Despite the role of Librarians and Archivists being relied on more heavily in academic institutions, there remains to be a misunderstanding of what Librarians do and how they contribute to an institution’s academic mission. This was evident within the recent organizing efforts of Librarians from Laval University. As Librarians Joë Bouchard, Gaston Quirion and Daniela Zavala-Mora explained, most Francophone universities do not provide Librarians with sabbatical or provide any institutional support for research as there is a general lack of understanding of what a Librarian is and what their role is within the university. This has subsequently caused there to be an absence of Francophone Librarians’ experiences in Information Science scholarship. The Librarians at Laval University have been raising awareness by publishing articles on their case study, providing strong analyses and seeing how Librarians at other universities are being treated. Through conferences and plenary discussions like the one at CAUT, the Laval Librarians hope to bring awareness of their situation outside of Quebec and hope to continue allying with Professors and gaining support from Librarians at other institutions in efforts to professionalize the field.

Need for Solidarity: Racism

The significance of Librarians in our current political climate was also highlighted at the CAUT conference. The keynote speaker, Alison Macrina explained that white supremacist publishing organizations such as Antelope Hill Publishing have been found on library platforms such as Hoopla. These results came up when using simple searches for Judaism and the Holocaust which is extremely harmful to library users and is an act of blatant misinformation and racism. As a response, Macrina’s organization, the Library Freedom Project offers to provide free defensive and offensive training for library workers to fight against racism and white supremacy. Macrina stressed the need for Librarians to be aware that vendors are putting white supremacist content in their catalogues and for Librarians to fight back against these vendors and continue to raise awareness.

Need for Solidarity: Open Access

It was also demonstrated that open scholarship is ideal as it supports both scholars and universities. As McGill Librarian Jessica Lange noted, commercial publishers charge significant amounts of money and often leave scholars who submit to these publishers with little to no ownership. In contrast, open access repositories can act as a site of resistance as there is no cost to them and it is a scholar-owned infrastructure. Additionally, Melanie Brunet from the University of Ottawa highlighted the importance of Open Education Resources (OER) to contribute to student success as it is not dictated by commercial markets and does not force students to buy expensive textbooks, thereby making it more accessible.

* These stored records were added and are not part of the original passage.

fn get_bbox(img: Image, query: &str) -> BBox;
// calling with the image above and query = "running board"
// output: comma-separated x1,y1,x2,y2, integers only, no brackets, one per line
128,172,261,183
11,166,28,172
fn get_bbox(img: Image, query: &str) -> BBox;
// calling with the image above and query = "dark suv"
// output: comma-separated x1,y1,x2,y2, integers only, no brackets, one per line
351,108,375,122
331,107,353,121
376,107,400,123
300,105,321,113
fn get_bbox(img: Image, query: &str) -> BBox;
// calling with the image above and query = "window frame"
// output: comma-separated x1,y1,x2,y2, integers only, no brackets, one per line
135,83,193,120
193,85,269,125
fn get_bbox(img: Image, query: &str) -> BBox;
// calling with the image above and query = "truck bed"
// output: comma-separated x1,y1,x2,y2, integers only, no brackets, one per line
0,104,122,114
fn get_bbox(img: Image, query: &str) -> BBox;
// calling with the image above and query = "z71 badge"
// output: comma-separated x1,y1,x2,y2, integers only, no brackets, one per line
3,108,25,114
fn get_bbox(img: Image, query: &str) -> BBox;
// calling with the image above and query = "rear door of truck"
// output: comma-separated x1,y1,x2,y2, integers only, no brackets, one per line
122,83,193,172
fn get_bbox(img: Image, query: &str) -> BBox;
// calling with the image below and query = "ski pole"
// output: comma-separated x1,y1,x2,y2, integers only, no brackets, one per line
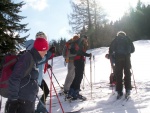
90,57,92,99
0,96,2,113
36,95,49,113
47,68,52,113
131,68,137,93
52,72,63,89
93,55,95,83
47,69,65,113
84,73,90,85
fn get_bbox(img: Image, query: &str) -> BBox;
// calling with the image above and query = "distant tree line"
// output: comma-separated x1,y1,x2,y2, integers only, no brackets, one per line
0,0,150,56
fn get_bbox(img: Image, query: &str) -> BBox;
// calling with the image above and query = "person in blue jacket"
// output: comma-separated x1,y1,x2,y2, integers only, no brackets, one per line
5,37,49,113
26,31,55,113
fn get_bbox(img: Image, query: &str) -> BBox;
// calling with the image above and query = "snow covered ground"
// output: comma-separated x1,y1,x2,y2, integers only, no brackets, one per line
1,40,150,113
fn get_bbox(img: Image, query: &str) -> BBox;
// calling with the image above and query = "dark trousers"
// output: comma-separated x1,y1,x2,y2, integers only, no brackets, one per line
115,55,131,92
70,59,84,90
5,100,35,113
40,79,49,103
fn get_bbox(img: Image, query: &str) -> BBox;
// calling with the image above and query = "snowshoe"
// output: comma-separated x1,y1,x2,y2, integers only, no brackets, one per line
35,102,48,113
77,94,87,101
117,92,123,100
125,90,130,99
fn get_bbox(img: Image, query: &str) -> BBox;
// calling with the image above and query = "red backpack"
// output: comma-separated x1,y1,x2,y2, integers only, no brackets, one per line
0,52,33,98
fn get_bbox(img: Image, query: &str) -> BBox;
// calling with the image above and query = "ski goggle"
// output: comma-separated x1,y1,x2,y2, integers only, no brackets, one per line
36,32,47,40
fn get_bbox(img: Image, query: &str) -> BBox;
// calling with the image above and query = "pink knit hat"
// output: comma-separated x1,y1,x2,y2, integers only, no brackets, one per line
33,37,49,51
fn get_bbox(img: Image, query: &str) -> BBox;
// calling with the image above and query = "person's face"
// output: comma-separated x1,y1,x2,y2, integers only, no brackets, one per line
39,50,47,58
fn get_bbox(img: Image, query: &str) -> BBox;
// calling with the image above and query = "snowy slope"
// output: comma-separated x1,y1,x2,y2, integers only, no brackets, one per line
2,40,150,113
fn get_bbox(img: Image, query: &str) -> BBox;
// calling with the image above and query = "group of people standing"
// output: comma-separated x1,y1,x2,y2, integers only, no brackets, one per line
5,31,135,113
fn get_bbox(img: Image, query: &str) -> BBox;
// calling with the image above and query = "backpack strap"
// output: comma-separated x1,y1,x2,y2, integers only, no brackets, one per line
24,52,34,77
2,58,17,68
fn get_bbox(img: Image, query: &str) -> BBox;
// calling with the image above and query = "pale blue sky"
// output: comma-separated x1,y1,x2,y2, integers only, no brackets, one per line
14,0,150,41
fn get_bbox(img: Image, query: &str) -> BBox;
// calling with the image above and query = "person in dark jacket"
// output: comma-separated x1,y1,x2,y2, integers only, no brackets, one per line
68,36,92,100
109,31,135,99
5,37,49,113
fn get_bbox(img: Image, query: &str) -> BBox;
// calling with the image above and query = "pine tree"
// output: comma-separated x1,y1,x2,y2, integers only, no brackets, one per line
0,0,29,55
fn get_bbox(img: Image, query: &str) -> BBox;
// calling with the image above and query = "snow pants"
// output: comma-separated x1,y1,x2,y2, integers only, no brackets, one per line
70,59,84,91
40,79,49,103
115,55,131,92
64,62,75,91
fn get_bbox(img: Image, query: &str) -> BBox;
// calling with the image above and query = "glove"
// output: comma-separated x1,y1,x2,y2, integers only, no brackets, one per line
49,46,56,53
105,54,110,59
88,53,92,59
5,99,19,113
47,64,52,69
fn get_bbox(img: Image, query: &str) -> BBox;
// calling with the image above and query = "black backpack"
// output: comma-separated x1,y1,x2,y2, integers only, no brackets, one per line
115,36,131,55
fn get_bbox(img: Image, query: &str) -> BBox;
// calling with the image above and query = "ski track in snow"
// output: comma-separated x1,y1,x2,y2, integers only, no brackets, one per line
1,40,150,113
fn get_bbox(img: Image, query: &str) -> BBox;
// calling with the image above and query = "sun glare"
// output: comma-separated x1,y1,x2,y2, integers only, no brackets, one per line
98,0,150,21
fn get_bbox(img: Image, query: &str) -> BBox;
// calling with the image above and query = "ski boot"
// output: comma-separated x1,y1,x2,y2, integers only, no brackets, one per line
35,102,48,113
77,94,87,101
117,92,123,99
125,90,131,99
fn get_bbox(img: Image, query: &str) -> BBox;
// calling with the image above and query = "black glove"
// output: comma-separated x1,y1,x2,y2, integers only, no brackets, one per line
5,99,19,113
105,54,110,59
49,46,56,53
47,64,52,69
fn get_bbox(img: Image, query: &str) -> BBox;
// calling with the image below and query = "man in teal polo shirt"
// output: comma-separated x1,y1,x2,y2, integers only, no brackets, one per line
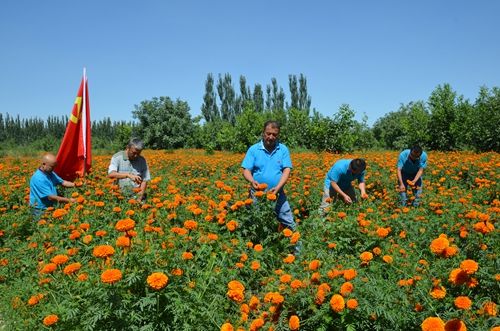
30,153,76,220
397,145,427,207
108,138,151,202
320,159,368,214
241,121,296,230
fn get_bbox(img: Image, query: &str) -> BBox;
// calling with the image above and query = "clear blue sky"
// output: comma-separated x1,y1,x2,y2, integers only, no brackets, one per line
0,0,500,124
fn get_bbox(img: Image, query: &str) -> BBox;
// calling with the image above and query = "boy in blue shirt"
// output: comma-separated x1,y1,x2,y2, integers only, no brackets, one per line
320,159,368,214
30,153,76,218
241,121,296,230
397,145,427,207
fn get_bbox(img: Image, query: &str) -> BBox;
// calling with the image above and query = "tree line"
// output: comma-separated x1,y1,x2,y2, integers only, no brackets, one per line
0,74,500,152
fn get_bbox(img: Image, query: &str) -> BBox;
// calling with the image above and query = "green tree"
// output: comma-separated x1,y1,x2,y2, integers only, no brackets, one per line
132,97,193,149
427,84,457,150
201,73,220,122
467,86,500,152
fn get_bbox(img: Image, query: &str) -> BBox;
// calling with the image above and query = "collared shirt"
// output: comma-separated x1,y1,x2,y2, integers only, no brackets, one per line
30,169,63,209
108,151,151,189
241,140,292,188
325,159,365,191
398,149,427,174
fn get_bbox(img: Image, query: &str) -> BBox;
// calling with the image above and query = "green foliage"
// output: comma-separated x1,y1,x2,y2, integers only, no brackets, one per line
133,97,193,149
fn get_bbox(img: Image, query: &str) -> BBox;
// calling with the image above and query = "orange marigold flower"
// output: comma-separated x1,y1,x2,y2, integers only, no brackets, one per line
43,314,59,326
116,236,130,247
340,282,354,297
453,296,472,309
40,263,57,274
63,262,82,275
101,269,122,284
429,236,450,254
430,285,446,299
50,254,69,265
480,301,497,317
382,255,393,264
420,317,445,331
184,220,198,230
220,323,234,331
346,299,358,310
330,294,345,313
288,315,300,330
146,272,168,290
92,245,115,258
226,220,238,232
460,260,479,275
115,218,135,232
448,269,469,285
359,252,373,262
444,318,467,331
283,254,295,264
309,260,321,270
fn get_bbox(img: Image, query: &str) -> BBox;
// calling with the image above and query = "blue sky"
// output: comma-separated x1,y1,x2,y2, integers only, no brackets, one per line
0,0,500,124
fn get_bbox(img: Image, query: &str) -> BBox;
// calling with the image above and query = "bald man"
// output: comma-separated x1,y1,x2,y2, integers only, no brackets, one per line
30,153,76,215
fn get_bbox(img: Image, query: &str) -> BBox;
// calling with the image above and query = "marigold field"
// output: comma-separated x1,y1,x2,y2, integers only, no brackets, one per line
0,150,500,330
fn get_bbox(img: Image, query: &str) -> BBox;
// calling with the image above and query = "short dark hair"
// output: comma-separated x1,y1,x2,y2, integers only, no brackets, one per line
350,159,366,173
410,145,422,155
127,138,144,151
262,120,281,132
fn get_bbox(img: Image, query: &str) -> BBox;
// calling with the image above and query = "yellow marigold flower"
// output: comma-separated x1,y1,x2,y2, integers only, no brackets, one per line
101,269,122,284
460,260,479,275
43,314,59,326
63,262,82,275
288,315,300,330
330,294,345,313
453,296,472,309
146,272,168,290
420,317,445,331
92,245,115,258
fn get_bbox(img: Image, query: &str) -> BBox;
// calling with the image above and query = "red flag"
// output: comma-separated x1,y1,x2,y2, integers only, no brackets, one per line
54,69,92,181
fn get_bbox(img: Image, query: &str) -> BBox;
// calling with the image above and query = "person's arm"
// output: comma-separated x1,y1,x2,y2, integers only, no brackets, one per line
330,180,352,203
358,182,368,199
243,168,259,190
412,168,424,184
398,167,406,192
61,180,75,187
269,168,292,194
47,195,76,203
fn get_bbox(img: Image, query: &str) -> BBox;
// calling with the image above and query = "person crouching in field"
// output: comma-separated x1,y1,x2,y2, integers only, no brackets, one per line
320,159,368,215
30,153,76,221
397,145,427,207
108,138,151,202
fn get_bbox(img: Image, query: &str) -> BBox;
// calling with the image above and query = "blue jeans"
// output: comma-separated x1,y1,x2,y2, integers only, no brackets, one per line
250,190,297,231
399,172,423,207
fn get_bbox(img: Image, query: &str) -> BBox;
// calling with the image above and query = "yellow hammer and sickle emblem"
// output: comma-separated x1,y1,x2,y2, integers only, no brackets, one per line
69,97,82,124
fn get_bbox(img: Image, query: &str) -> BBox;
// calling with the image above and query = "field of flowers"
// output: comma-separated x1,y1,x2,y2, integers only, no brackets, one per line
0,150,500,330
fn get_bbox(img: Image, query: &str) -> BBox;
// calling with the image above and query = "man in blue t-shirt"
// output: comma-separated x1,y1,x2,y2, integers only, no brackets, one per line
30,153,76,217
397,145,427,207
320,159,368,214
241,121,296,230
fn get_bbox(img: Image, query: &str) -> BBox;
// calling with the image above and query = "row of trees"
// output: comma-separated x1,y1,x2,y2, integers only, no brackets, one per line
0,113,136,151
0,74,500,152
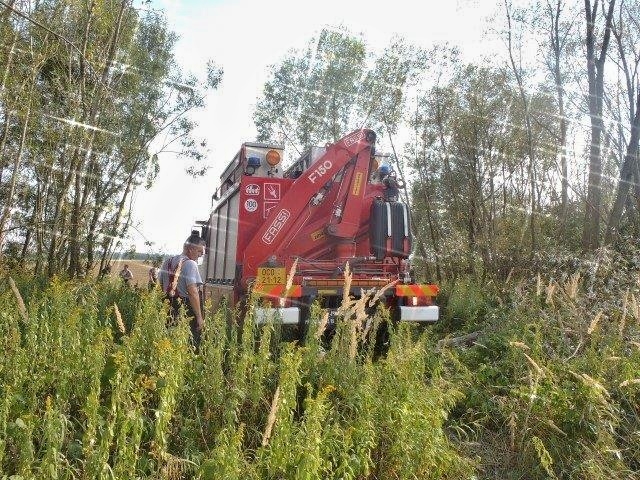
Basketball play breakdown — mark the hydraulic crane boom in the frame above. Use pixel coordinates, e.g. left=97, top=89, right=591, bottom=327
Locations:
left=242, top=129, right=375, bottom=279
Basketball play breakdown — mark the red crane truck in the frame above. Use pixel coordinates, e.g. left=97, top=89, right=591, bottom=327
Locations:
left=197, top=129, right=439, bottom=326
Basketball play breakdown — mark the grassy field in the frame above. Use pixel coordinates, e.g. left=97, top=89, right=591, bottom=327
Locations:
left=0, top=253, right=640, bottom=480
left=104, top=260, right=158, bottom=287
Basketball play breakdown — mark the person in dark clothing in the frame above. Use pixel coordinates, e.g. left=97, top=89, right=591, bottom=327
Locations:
left=159, top=234, right=205, bottom=348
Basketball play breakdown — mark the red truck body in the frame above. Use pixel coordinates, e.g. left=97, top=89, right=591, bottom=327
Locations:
left=198, top=129, right=438, bottom=324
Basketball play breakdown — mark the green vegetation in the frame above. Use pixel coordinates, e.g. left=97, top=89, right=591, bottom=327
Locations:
left=0, top=252, right=640, bottom=479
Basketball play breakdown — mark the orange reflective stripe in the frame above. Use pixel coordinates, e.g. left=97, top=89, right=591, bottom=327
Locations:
left=253, top=284, right=302, bottom=298
left=396, top=284, right=440, bottom=297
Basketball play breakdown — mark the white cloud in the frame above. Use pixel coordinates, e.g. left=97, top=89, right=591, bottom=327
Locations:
left=134, top=0, right=493, bottom=252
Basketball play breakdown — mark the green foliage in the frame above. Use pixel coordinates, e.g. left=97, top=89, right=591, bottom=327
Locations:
left=0, top=272, right=471, bottom=479
left=0, top=253, right=640, bottom=480
left=444, top=251, right=640, bottom=479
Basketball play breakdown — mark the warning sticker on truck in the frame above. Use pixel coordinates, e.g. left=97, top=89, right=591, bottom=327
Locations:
left=262, top=208, right=291, bottom=245
left=351, top=172, right=362, bottom=197
left=256, top=267, right=287, bottom=285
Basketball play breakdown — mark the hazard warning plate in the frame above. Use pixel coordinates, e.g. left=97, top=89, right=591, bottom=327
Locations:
left=256, top=267, right=287, bottom=285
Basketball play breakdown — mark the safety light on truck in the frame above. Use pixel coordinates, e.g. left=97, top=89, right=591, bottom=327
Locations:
left=265, top=150, right=280, bottom=167
left=245, top=157, right=261, bottom=175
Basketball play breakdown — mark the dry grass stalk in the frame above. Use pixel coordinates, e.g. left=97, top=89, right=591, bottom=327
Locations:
left=522, top=352, right=544, bottom=377
left=563, top=272, right=580, bottom=300
left=113, top=303, right=127, bottom=335
left=262, top=387, right=280, bottom=447
left=545, top=281, right=558, bottom=305
left=504, top=267, right=513, bottom=283
left=587, top=310, right=602, bottom=335
left=630, top=293, right=640, bottom=322
left=342, top=262, right=353, bottom=305
left=618, top=288, right=629, bottom=336
left=509, top=412, right=518, bottom=452
left=569, top=370, right=611, bottom=397
left=547, top=419, right=567, bottom=437
left=169, top=257, right=184, bottom=296
left=9, top=277, right=29, bottom=322
left=620, top=378, right=640, bottom=387
left=316, top=311, right=329, bottom=338
left=284, top=257, right=298, bottom=292
left=509, top=342, right=531, bottom=350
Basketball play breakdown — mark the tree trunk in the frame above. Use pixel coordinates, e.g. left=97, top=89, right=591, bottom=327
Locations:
left=605, top=91, right=640, bottom=243
left=582, top=0, right=615, bottom=251
left=0, top=105, right=31, bottom=255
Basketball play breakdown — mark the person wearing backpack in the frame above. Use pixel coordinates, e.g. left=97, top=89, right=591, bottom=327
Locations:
left=159, top=234, right=205, bottom=348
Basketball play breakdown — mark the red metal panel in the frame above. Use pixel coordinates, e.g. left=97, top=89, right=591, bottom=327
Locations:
left=239, top=129, right=375, bottom=285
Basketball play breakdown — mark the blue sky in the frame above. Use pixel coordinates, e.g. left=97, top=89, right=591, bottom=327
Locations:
left=128, top=0, right=495, bottom=253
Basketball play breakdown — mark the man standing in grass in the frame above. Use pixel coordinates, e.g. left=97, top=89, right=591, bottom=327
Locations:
left=159, top=234, right=205, bottom=348
left=120, top=264, right=133, bottom=286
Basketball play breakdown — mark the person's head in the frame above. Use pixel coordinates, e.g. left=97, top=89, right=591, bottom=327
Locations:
left=182, top=234, right=206, bottom=260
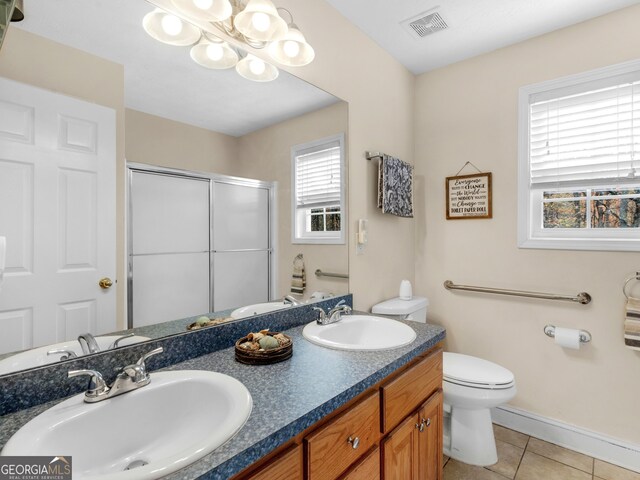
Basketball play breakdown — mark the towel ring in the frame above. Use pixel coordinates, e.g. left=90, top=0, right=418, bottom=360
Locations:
left=622, top=272, right=640, bottom=300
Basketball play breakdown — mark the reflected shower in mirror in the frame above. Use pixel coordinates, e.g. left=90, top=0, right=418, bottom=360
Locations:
left=0, top=0, right=348, bottom=373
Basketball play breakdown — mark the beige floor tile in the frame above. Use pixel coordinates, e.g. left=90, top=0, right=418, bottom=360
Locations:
left=486, top=440, right=524, bottom=478
left=493, top=424, right=529, bottom=448
left=516, top=451, right=592, bottom=480
left=527, top=437, right=593, bottom=473
left=444, top=459, right=506, bottom=480
left=593, top=458, right=640, bottom=480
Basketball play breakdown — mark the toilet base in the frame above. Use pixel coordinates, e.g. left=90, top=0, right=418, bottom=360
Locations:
left=444, top=407, right=498, bottom=467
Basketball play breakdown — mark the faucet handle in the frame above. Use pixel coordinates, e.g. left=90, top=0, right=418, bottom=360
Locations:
left=109, top=332, right=135, bottom=350
left=136, top=347, right=164, bottom=367
left=313, top=307, right=327, bottom=323
left=67, top=370, right=109, bottom=401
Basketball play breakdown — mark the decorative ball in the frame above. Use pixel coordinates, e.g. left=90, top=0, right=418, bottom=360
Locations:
left=258, top=335, right=280, bottom=350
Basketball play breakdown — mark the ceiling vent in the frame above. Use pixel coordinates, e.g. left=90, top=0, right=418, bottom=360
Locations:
left=401, top=12, right=449, bottom=38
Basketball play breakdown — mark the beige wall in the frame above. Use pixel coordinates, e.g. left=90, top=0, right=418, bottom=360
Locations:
left=125, top=108, right=239, bottom=175
left=255, top=0, right=424, bottom=309
left=0, top=27, right=125, bottom=325
left=415, top=7, right=640, bottom=444
left=238, top=102, right=349, bottom=298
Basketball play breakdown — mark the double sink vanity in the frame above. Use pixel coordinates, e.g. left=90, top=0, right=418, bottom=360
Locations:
left=0, top=295, right=445, bottom=480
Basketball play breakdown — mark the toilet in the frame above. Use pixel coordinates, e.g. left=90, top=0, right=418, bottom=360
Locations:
left=371, top=297, right=516, bottom=466
left=442, top=352, right=516, bottom=467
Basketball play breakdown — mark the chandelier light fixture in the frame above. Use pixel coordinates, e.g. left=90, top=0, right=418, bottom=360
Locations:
left=142, top=0, right=315, bottom=82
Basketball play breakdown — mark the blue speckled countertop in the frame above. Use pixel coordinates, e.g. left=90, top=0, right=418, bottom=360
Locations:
left=0, top=316, right=445, bottom=480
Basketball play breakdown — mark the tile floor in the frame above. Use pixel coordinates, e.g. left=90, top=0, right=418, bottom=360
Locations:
left=444, top=425, right=640, bottom=480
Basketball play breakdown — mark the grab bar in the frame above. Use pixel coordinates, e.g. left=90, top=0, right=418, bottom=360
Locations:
left=444, top=280, right=591, bottom=305
left=316, top=269, right=349, bottom=278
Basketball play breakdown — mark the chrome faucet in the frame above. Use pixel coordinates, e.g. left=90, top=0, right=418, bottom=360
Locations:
left=47, top=348, right=78, bottom=361
left=108, top=332, right=135, bottom=350
left=67, top=347, right=164, bottom=403
left=282, top=295, right=302, bottom=306
left=78, top=332, right=100, bottom=355
left=313, top=300, right=351, bottom=325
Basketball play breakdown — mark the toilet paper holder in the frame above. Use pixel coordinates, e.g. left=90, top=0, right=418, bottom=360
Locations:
left=544, top=325, right=591, bottom=343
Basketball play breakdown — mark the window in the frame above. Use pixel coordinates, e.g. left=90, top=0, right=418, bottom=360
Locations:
left=291, top=135, right=346, bottom=243
left=518, top=62, right=640, bottom=251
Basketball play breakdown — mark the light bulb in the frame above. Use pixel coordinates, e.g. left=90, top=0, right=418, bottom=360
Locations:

These speakers demonstrated that Open Access Resources are a useful way to fight back against commercial vendors and reclaim power back to the institutions, scholars and users themselves.

Fighting Back

One of the most useful aspects of the conference was the workshops that took place on Day 2. In the workshops, participants were divided into breakout groups to organize campaign plans based on a fictional scenario related to common issues that are experienced in academic libraries. This helped conference attendees understand how to create a communication plan, file grievances and how to organize effectively within an academic institution. It was stressed in these workshops, to read and understand your Collective Agreement and to develop working relationships with different Faculty Members and Professors across your institutions to gain solidarity and support for issues that you may be facing.